5:30 PM
This winter, the Atlantic Human Rights Centre, St. Thomas University's Department of Human Rights, St. Thomas University's Department of Journalism and Communications, the NB Media Co-op and RAVEN invite the public to the Human Rights & the Media Lecture Series.
We will hear from scholars of the media and law, media makers and grassroots activists on how our media landscape is changing. We will hear about what they are doing to make this media landscape a more safe, just and equal space.
Laura O'Brien, UN Advocacy Officer for Access Now, will speak on "Defending Peaceful Assembly and Association in the Digital Age: Takedowns, Shutdowns, and Surveillance" on Tuesday, February 22 at 5:30 pm (Atlantic) by Zoom.
Social movements — from Hong Kong to Sudan — are increasingly using the internet to exercise their rights to organize, voice opinions, call others to action, express solidarity, and access life-saving information. They are developing creative approaches to fight for their rights in digital spaces, working within the constraints of physical distancing measures. However, governments are leveraging the internet and digital technologies to quell dissent and strip people of their capacity for collective action, online and off, even in contravention of their own domestic laws, and international human rights obligations. In fact, in 2019, protests were the most commonly observed cause of internet shutdowns — a blatant action to quell assembly and silence dissenting voices.

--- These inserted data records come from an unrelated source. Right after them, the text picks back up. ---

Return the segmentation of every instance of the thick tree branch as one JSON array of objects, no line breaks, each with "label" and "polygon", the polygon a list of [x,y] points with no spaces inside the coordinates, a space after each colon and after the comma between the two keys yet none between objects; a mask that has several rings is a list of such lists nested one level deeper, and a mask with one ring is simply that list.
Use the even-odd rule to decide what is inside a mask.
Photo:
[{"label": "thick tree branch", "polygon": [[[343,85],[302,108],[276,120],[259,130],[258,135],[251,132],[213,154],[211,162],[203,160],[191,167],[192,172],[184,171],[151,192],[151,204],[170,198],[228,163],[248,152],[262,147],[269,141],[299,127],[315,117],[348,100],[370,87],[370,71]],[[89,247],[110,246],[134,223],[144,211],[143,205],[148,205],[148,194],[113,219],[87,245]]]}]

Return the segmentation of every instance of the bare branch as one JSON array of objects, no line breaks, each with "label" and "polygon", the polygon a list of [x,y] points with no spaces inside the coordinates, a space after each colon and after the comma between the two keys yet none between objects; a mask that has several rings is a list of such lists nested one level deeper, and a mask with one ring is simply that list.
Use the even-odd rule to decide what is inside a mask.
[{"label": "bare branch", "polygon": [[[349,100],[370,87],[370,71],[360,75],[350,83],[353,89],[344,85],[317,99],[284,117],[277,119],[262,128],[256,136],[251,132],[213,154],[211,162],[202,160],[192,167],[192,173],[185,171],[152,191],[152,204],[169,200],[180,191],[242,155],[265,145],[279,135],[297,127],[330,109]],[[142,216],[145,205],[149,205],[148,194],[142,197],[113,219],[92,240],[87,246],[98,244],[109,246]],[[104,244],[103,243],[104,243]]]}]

This session examines three current issues on the rights of freedom of peaceful assembly and of association: Access, connectivity, and internet shutdowns; Unlawful surveillance and the right to privacy, and the influence of the private sector in the online civic space.
Laura O'Brien is the U.N. Advocacy Officer for Access Now. She joins Access Now after completing her LLM at Columbia Law School where she graduated with honors as a Harlan Fiske Stone Scholar and with a Parker School Certificate of Achievement in International and Comparative Law. During her legal studies, Laura explored the pervasiveness of censorship – particularly of human rights defenders – in the digital realm, and assisted the Columbia Law School Human Rights Clinic on issues related to business and human rights. Laura also holds a JD from the University of Ottawa, Faculty of Law, an MA in International Development from the University of Kent, Brussels School of International Studies, and a BA in Social Justice and Peace Studies from King’s University College at Western University. Laura has previously worked with human rights experts and international organizations based in Córdoba, New York, Geneva, Ottawa, and Toronto. She is a licensed barrister and solicitor in Ontario, Canada.